The lecture will first discuss the key reasons why governments tax and spend – to provide ‘public goods’ such as defence and criminal justice; to replace ‘missing markets in such areas as unemployment and incapacity insurance; to influence behaviour, for example, by discouraging social ‘bads’, such as smoking and encouraging social ‘goods’ such as putting money into pensions; and to redistribute resources via taxes and benefits.
Robert will then look at reasons why governments borrow – because of inevitable errors in revenue and spending forecasts; to support inter-generational fairness; to stabilise tax rates; to implement macroeconomic management; and finally, for political expedience as voters typically like having money spent on them more than paying taxes.
The lecture will then provide a snapshot of Britain’s public finances today, explaining the OBR’s latest forecasts for public sector spending, revenues, borrowing and net debt in 2011/12 as presented in the November 2011 Economic and fiscal outlook. It will also consider ‘Whole of Government Accounts’, a newly available measure of the public sector’s financial health, which makes it possible to take account of future debts that will arise because of past government actions.

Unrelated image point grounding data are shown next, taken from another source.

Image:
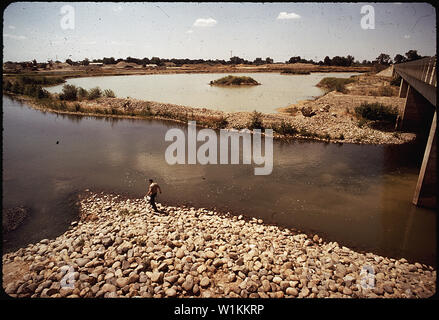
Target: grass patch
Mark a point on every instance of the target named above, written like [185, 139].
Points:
[376, 112]
[290, 71]
[332, 83]
[396, 81]
[234, 81]
[386, 91]
[285, 128]
[108, 93]
[256, 121]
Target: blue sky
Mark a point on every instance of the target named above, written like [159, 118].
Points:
[213, 30]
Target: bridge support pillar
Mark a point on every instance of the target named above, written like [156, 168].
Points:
[403, 87]
[425, 192]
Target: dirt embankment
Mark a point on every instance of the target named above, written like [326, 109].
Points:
[123, 68]
[328, 118]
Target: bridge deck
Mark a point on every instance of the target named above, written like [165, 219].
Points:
[421, 75]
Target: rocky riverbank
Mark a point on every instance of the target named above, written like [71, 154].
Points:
[120, 249]
[332, 118]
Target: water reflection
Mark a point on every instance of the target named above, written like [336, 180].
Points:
[358, 195]
[194, 90]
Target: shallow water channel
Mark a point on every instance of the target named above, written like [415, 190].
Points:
[359, 195]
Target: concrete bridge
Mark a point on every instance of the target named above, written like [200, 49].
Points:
[419, 86]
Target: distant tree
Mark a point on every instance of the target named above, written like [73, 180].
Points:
[236, 60]
[294, 59]
[350, 60]
[412, 55]
[383, 59]
[399, 58]
[157, 61]
[108, 60]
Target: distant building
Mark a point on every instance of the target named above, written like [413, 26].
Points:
[169, 64]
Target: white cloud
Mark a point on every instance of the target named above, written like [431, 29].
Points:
[120, 43]
[117, 8]
[291, 15]
[12, 36]
[201, 22]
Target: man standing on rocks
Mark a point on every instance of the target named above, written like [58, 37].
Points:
[152, 193]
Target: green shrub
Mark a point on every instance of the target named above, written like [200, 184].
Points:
[7, 85]
[385, 91]
[376, 111]
[39, 80]
[221, 123]
[332, 83]
[108, 93]
[286, 128]
[94, 93]
[396, 81]
[17, 88]
[43, 93]
[69, 92]
[82, 93]
[234, 80]
[256, 121]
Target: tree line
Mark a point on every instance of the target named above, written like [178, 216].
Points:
[382, 59]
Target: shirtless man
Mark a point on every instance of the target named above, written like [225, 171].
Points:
[152, 193]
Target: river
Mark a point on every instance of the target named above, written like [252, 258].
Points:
[358, 195]
[276, 90]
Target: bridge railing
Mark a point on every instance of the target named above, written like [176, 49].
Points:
[422, 69]
[421, 74]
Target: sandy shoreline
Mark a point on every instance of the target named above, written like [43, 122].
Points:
[333, 120]
[120, 249]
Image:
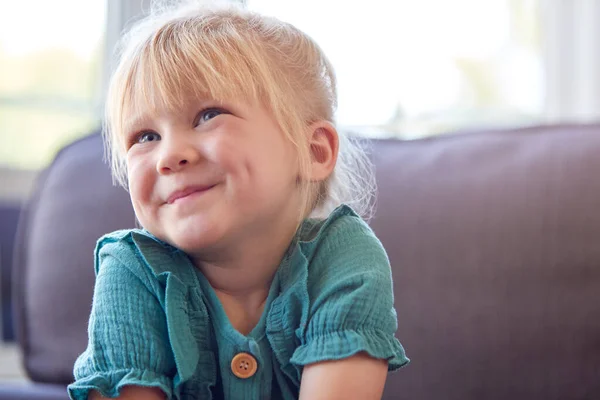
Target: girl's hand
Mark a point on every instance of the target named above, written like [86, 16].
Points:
[359, 377]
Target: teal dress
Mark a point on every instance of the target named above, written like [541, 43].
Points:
[157, 322]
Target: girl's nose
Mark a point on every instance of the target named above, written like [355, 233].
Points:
[176, 154]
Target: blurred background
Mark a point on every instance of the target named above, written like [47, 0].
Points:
[406, 69]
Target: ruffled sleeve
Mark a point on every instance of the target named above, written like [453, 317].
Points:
[351, 304]
[128, 335]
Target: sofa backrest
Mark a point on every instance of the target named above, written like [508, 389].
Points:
[73, 204]
[494, 239]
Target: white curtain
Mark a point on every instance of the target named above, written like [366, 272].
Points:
[571, 36]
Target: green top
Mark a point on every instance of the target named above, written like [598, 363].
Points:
[156, 321]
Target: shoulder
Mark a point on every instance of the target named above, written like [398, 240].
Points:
[344, 244]
[141, 254]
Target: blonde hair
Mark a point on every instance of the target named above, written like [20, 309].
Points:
[224, 52]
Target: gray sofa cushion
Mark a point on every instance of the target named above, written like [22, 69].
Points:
[493, 238]
[495, 244]
[73, 205]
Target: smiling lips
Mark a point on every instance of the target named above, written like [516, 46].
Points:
[180, 194]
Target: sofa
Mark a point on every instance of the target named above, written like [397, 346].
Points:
[493, 237]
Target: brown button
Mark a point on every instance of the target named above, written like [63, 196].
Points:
[244, 365]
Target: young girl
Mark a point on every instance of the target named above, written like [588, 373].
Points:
[250, 278]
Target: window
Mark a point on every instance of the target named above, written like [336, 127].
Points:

Finally there will be a discussion of the impact of the financial crisis and the recession on Britain’s public finances, the scale of the repair job, the economic backdrop to the current policy debate – ‘Plan A versus Plan B‘ – and finally the role of the OBR itself as the UK’s independent fiscal watchdog.
Professor Rob Elliott Head of the University of Birmingham’s Department of Economics comments: “There has rarely been a time when the state of the UK’s public finances has been under such scrutiny or the subject of such fierce debate. The Office of Budget Responsibility has a unique position in analysing the UK’s public finances and as such, their analysis of the latest forecasts for public sector spending, are hugely influential and demand close attention.”
Notes for editors: ‘Britain’s Public Finances: Past, Present and Future’ by Robert Chote, the 2011 Royal Economic Society (RES) Public Lecture, will be delivered at the Bloomsbury Theatre, University College London at 5pm on Wednesday 14 December and at the University of Birmingham at 5pm on Thursday 15 December.
Robert Chote is Chairman of the Office for Budget Responsibility, the UK’s independent fiscal watchdog – responsible for producing forecasts for the economy and the public finances, judging progress towards the government’s fiscal targets and reporting on long-term fiscal sustainability.
The Royal Economic Society was founded in 1890. Now in its second century, the RES is one of the oldest economic associations in the world. Currently, it has over 3,300 individual members, of whom 60% live outside the UK.